Sargaĺk Non-Canonical Subjects and Objects

This post originally started out as a post describing an "anti-pegative" sub-system in a language (not necessarily a pegative language). That part of the post has been excised now, and will return in a more focused form.

In many languages, some set of verbs or some constructions cause exceptional patterns of marking. Sargalk has a handful of such verbs as well as constructions. The exceptional verbs are valjan, represent, kotjan, permit, feldar, suggest, surrender, harias, promise, pledge, grant marriage to one's daughter, merenar, replace obj1 with obj2, durenar, offer obj1 as a trade for obj2, rigmar, to lack, suldin, to assert the truth of what one's previously said, švudar, to stink, smiral, to stretch something.

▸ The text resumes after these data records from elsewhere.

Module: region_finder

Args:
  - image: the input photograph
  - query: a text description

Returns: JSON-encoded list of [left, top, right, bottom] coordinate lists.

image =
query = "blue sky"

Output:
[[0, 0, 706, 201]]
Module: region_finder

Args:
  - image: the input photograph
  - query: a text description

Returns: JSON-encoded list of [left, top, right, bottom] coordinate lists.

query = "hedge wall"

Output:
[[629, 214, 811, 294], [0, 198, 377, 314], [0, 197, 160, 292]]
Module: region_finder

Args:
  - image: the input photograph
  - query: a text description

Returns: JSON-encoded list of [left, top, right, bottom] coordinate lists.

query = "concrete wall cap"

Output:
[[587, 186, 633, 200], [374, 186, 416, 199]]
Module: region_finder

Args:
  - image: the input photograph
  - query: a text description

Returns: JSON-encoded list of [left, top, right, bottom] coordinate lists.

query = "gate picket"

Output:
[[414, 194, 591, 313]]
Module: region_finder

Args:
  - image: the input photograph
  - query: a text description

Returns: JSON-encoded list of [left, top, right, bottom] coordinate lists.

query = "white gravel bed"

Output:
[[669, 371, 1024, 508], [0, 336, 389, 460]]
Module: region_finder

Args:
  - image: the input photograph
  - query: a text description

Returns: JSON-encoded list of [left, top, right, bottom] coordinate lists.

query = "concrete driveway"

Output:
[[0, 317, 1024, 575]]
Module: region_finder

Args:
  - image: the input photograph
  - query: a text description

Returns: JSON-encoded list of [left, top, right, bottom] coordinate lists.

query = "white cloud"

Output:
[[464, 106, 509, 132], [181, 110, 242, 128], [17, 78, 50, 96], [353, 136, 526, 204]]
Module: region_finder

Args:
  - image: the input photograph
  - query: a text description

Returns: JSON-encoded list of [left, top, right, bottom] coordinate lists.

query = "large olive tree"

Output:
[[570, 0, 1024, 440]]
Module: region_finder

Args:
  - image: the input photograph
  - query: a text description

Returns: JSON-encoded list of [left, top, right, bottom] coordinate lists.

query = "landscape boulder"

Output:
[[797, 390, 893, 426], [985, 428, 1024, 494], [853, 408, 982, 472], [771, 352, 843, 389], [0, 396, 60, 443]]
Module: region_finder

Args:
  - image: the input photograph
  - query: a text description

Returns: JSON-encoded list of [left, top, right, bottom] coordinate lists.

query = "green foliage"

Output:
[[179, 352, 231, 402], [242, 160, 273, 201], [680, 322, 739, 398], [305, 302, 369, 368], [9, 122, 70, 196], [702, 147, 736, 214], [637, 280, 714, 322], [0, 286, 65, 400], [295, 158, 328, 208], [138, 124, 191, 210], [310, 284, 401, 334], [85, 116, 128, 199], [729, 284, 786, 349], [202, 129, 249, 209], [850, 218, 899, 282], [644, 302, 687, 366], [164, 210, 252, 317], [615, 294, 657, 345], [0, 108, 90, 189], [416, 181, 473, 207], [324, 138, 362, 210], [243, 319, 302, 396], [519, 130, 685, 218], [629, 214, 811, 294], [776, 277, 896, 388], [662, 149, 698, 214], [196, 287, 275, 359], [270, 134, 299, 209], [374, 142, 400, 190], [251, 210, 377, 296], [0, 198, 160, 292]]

In the following discussion, note that only pronouns distinguish the accusative from the nominative.

These follow a few different patterns - valjan and harian have subject = pegative, recipient = nominative, object= pegative. In constructions where any argument is omitted, the cases remain unchanged with these two verbs.

Kotjan and feldar have the direct object in the locative case, and the other two arguments are nominative. Merenar has the direct object in the pegative, and the other in the instrumental. These cases are not impervious to changes.

Harias takes the direct object in the pegative, and the other two arguments in the accusative.

Merenar has its subject in the nominative, the replaced object in the pegative, and the replacement in the lative. The subject can be omitted, and the replaced object will have verb congruence, but pegative marking. Durenar follows the same pattern, with the exception that the replacement can be in the nominative or accusative as well.

Rigmar has its subject in the pegative, and the object in the accusative. Suldin has its subject in the pegative, and no direct or indirect object appears. An eventual recipient of the assertion is in the lative, and any semantic object is really either in another VP or embedded as a subclause.

Švudar can have either the emitter of the stench or the emitted stench in the pegative, and the other NP in the accusative. Smiral has a nominative subject, pegative direct object, and nominative indirect object (generally the location to which something stretches). The (causative) subject can be omitted, turning the direct object into a new subject, which is then still marked with pegative and triggers subject congruence.